$K\subset L$ is finite implies $\mathcal O_K/ \mathfrak{m}_K \subset \mathcal O_L/\mathfrak{m}_L$ is finite

Question

Given complete discrete valuation fields $K$ and $L$, finite extension $K\subset L$, corresponding d.v.r. $\mathcal O_K$ and $\mathcal O_L$ with maximal ideals $\mathfrak{m}_K$ and $\mathfrak{m}_L$ is it true that $\mathcal O_K/ \mathfrak{m}_K \subset \mathcal O_L/\mathfrak{m}_L$ is a finite field extension.
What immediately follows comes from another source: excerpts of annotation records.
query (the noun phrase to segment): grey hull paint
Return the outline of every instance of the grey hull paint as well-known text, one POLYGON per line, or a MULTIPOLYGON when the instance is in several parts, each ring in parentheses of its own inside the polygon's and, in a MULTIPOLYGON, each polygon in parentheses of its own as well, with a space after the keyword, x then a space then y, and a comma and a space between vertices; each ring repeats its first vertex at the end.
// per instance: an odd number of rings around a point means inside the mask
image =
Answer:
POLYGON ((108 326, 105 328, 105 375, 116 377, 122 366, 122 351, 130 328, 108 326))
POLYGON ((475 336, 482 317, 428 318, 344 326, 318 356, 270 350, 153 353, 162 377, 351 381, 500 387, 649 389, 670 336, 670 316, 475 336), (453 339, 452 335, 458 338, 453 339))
I can see that one is subset of another, but why should this extension be finite?

Thank you.

Answer 1

You can show the following statement from which the result follows

If $\alpha_1,\dots,\alpha_n\in\mathcal O_L^\times$ are elements such that $\bar\alpha_1,\dots,\bar\alpha_n\in\mathcal O_L/\mathfrak m_L$ are linearly independent over $\mathcal O_K/\mathfrak m_K$, then $\alpha_1,\dots,\alpha_n$ are linearly independent over $K$.

Do this as follows:

1. Suppose $\bar\alpha_1,\dots,\bar\alpha_n$ are linearly independent over $\mathcal O_K/\mathfrak m_K$, and suppose you have an equation $c_1\alpha_1+\cdots+c_n\alpha_n=0$ in $L$ with $c_i\in K$.

2. Scale by the $c_i$ with largest absolute value so that, without loss of generality, you can assume some $c_i$ has absolute value $1$ and the rest $\le1$.

3. Consider the equation modulo $\mathfrak m_L$ and derive a contradiction.